Non mobile version of LibTorch

Question

Non mobile version of LibTorch

mmaybeno opened this issue 4 years ago · comments

Thanks for the awesome library. I was trying to use the vanilla fasterrcnn_resnet50_fpn but ran into some errors while using it. Discovered that the mobile version is missing some custom ops which prevent it from being available. Would it be beneficial to have docker images that use the non mobile build of LibTorch?

Szymon Maszke · Answer 1 · Thu Sep 24 2020 05:09:57 GMT+0800 (China Standard Time)

@mmaybeno Yes, would love to have that feature. Unluckily, AFAIK, static build of PyTorch is pretty cumbersome (see this stackoverflow answer of mine for more info) and this PyTorch issue specifically.

If you are up for the challenge I might give you some guidance on how the stuff works here and help with this feature, but I don't think I will change it on my own for the nearest future (unless their static build gets sorted out).

Szymon Maszke · Answer 2 · Thu Sep 24 2020 07:29:24 GMT+0800 (China Standard Time)

Also, did you see torchlambda build --operations flag? Wouldn't this solve your issue?

Matt Maybeno · Answer 3 · Fri Sep 25 2020 12:24:27 GMT+0800 (China Standard Time)

Thanks for the info. I am currently trying to build with the --operations flag but having some issues. I think when you install torchlambda via pip it is missing the Dockerfile and related scripts. Working on it and will post back on the results :).

Matt Maybeno · Answer 4 · Mon Sep 28 2020 04:35:00 GMT+0800 (China Standard Time)
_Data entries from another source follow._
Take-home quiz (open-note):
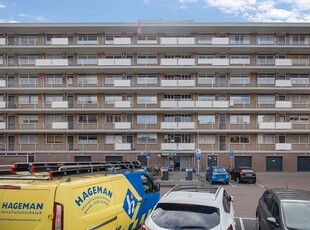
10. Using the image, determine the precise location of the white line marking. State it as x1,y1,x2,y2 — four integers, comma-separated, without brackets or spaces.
239,218,245,230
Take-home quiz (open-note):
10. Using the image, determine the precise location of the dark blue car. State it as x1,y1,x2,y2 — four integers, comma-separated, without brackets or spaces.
206,166,230,184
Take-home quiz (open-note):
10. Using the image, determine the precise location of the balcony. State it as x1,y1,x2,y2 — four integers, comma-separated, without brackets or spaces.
276,143,292,151
160,58,195,66
0,122,5,129
51,38,69,46
275,59,292,66
161,143,195,151
52,122,68,129
160,122,195,129
114,101,131,108
212,37,229,45
160,80,196,87
114,80,131,87
35,59,68,66
276,101,292,108
114,143,132,150
98,58,131,66
276,80,292,88
0,38,5,46
114,122,131,129
51,101,69,109
160,37,195,45
0,101,6,109
0,80,6,88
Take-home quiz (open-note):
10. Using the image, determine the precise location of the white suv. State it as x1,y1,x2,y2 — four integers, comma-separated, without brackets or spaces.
142,185,236,230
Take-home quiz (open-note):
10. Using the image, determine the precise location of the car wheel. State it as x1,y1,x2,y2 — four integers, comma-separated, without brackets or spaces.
255,214,260,230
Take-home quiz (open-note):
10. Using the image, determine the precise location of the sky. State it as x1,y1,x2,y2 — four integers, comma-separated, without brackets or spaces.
0,0,310,23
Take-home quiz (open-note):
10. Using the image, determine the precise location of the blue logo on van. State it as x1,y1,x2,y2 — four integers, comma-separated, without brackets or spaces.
123,189,138,219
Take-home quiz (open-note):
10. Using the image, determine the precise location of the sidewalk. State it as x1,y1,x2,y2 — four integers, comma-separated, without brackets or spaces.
154,171,205,187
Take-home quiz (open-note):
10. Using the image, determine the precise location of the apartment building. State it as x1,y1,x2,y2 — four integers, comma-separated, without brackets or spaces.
0,20,310,171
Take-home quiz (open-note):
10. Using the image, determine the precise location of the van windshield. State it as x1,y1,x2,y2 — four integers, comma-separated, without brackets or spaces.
151,203,220,229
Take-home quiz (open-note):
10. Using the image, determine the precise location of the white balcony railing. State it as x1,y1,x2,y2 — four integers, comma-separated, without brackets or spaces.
114,101,131,108
98,58,131,66
52,122,68,129
114,143,131,150
51,101,69,109
51,38,69,45
276,101,292,108
0,80,6,88
114,80,131,87
35,59,68,66
0,122,5,129
276,143,292,150
276,80,292,87
114,122,131,129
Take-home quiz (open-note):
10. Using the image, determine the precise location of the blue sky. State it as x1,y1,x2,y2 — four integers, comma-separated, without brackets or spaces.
0,0,310,23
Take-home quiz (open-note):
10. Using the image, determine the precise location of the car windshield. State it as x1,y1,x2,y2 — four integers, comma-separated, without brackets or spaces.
151,203,220,229
282,201,310,230
214,168,226,173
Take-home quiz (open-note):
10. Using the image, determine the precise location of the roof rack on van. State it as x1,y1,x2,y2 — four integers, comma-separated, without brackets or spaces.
0,161,142,180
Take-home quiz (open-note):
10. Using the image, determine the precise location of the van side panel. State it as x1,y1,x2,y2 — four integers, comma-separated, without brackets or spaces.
0,180,57,230
55,175,118,230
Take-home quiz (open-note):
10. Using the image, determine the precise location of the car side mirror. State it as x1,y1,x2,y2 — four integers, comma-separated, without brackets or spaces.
267,217,279,226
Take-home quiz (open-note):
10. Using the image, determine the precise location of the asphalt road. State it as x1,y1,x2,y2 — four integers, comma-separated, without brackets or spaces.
161,172,310,230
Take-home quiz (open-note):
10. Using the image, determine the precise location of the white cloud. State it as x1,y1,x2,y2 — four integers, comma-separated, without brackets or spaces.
18,14,46,22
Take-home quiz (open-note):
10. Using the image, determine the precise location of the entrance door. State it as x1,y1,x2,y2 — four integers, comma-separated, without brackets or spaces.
266,156,282,172
207,155,217,168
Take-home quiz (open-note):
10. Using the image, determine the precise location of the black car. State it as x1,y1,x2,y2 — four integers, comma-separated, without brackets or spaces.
256,188,310,230
230,166,256,184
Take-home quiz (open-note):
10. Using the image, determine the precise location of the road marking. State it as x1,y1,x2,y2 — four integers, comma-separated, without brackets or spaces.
239,218,245,230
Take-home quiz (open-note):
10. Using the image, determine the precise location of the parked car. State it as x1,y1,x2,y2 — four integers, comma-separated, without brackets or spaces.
230,166,256,184
142,185,236,230
206,166,230,184
256,188,310,230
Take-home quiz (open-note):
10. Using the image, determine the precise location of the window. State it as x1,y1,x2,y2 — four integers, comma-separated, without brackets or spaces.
138,133,157,144
46,134,63,144
257,95,275,105
290,134,309,144
230,115,250,124
78,75,98,85
106,114,122,124
198,74,215,85
78,34,98,45
137,115,157,125
257,134,275,144
105,134,123,144
19,115,39,124
78,134,97,144
137,95,157,104
77,95,98,104
198,114,215,124
104,74,122,85
230,34,250,45
257,74,275,85
45,114,63,124
230,75,251,85
104,94,123,104
45,74,63,85
137,74,157,85
230,135,250,144
45,95,63,104
18,94,38,105
230,95,250,104
199,134,215,145
19,134,39,144
19,75,38,85
78,114,97,124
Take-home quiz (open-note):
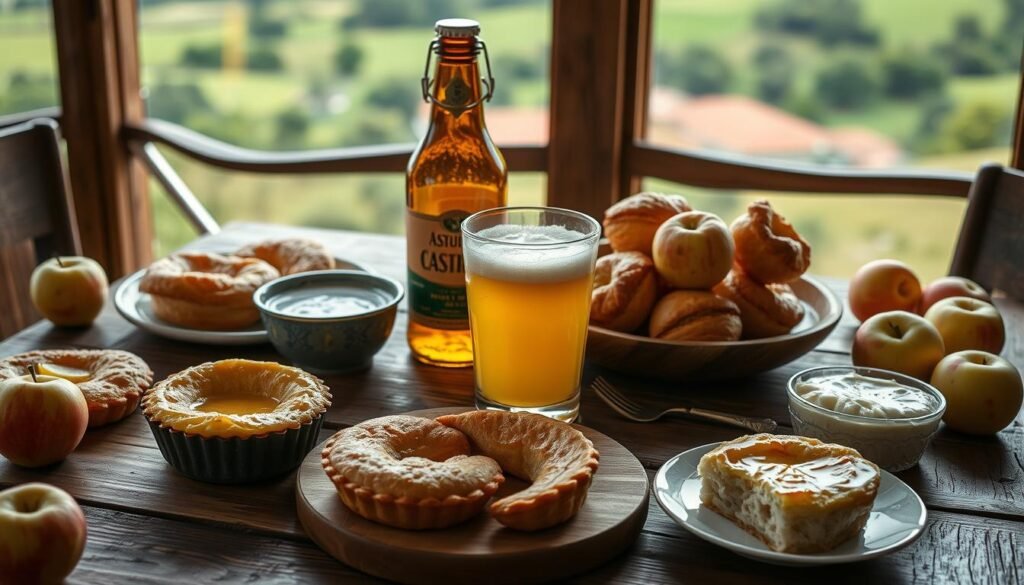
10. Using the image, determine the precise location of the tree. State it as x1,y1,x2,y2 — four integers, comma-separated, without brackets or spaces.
882,50,946,99
814,54,882,110
667,45,732,95
751,44,795,103
334,43,364,77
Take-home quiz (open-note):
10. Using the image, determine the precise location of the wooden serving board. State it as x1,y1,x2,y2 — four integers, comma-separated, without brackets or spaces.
295,408,649,584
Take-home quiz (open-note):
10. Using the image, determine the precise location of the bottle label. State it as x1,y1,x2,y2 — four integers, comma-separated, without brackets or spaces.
406,210,470,330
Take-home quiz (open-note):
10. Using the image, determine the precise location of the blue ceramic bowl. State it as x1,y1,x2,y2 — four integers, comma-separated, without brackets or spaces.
253,270,406,374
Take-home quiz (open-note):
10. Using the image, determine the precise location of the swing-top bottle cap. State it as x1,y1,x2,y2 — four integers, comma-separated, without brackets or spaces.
434,18,480,39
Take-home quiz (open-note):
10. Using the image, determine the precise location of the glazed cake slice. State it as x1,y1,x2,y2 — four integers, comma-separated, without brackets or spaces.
697,434,881,553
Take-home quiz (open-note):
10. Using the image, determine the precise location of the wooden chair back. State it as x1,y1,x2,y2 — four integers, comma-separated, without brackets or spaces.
949,164,1024,300
0,119,81,338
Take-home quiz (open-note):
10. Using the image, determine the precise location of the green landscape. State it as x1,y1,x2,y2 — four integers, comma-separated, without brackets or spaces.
0,0,1024,278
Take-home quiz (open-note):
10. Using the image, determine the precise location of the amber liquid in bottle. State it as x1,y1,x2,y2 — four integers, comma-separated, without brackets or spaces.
406,26,508,368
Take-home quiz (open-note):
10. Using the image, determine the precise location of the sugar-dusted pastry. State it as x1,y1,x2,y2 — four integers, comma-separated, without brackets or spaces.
234,238,334,276
322,415,505,530
437,411,599,531
0,349,153,428
697,434,880,553
731,200,811,284
142,360,331,484
590,252,657,331
712,268,804,339
604,193,692,256
648,291,743,341
139,252,281,329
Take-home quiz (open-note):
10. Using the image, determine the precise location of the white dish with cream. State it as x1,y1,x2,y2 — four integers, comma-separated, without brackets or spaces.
788,366,946,471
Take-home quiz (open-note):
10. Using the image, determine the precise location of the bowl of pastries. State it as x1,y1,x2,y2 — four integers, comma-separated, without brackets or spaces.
587,193,843,381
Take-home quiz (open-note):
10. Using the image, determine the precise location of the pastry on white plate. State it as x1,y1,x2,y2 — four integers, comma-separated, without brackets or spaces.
697,434,881,553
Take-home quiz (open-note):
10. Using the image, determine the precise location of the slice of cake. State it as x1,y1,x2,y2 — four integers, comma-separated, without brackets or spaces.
697,434,880,553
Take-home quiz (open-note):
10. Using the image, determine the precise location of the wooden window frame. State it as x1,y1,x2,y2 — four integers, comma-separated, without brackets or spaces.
41,0,1024,277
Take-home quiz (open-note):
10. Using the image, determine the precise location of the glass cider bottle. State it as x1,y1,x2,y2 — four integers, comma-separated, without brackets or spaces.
406,18,508,368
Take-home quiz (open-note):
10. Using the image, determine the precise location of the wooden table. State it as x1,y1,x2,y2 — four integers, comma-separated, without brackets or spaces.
0,224,1024,584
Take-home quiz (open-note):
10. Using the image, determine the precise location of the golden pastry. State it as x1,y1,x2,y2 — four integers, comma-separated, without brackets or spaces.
653,211,733,289
713,268,804,339
0,349,153,428
142,360,331,484
590,252,657,331
697,434,881,553
731,200,811,284
139,252,281,329
649,291,742,341
437,411,599,531
604,193,692,256
234,238,334,276
322,415,505,530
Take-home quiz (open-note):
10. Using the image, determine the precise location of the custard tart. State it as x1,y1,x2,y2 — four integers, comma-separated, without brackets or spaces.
0,349,153,428
697,434,881,553
142,360,331,484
I was able to successfully build a custom torchlamba version after adding some necessary files from the repo to the pip installed version. Not sure if this was intentional? The pip version was missing: build.sh, CMakeLists.txt, and Dockerfile. Unfortunately, I still encountered the runtime error missing the operation. I think the mobile version just does not include them from LibTorch. pytorch/vision#1407 (comment)

terminate called after throwing an instance of 'torch::jit::ErrorReport'
  what():
Unknown builtin op: torchvision::nms.
Could not find any similar ops to torchvision::nms. This op may not exist or may not be currently supported in TorchScript.
:
  File "/Users/maybeno/workspace/torch-lambda/.venv/lib/python3.8/site-packages/torchvision/ops/boxes.py", line 40
        by NMS, sorted in decreasing order of scores
    """
    return torch.ops.torchvision.nms(boxes, scores, iou_threshold)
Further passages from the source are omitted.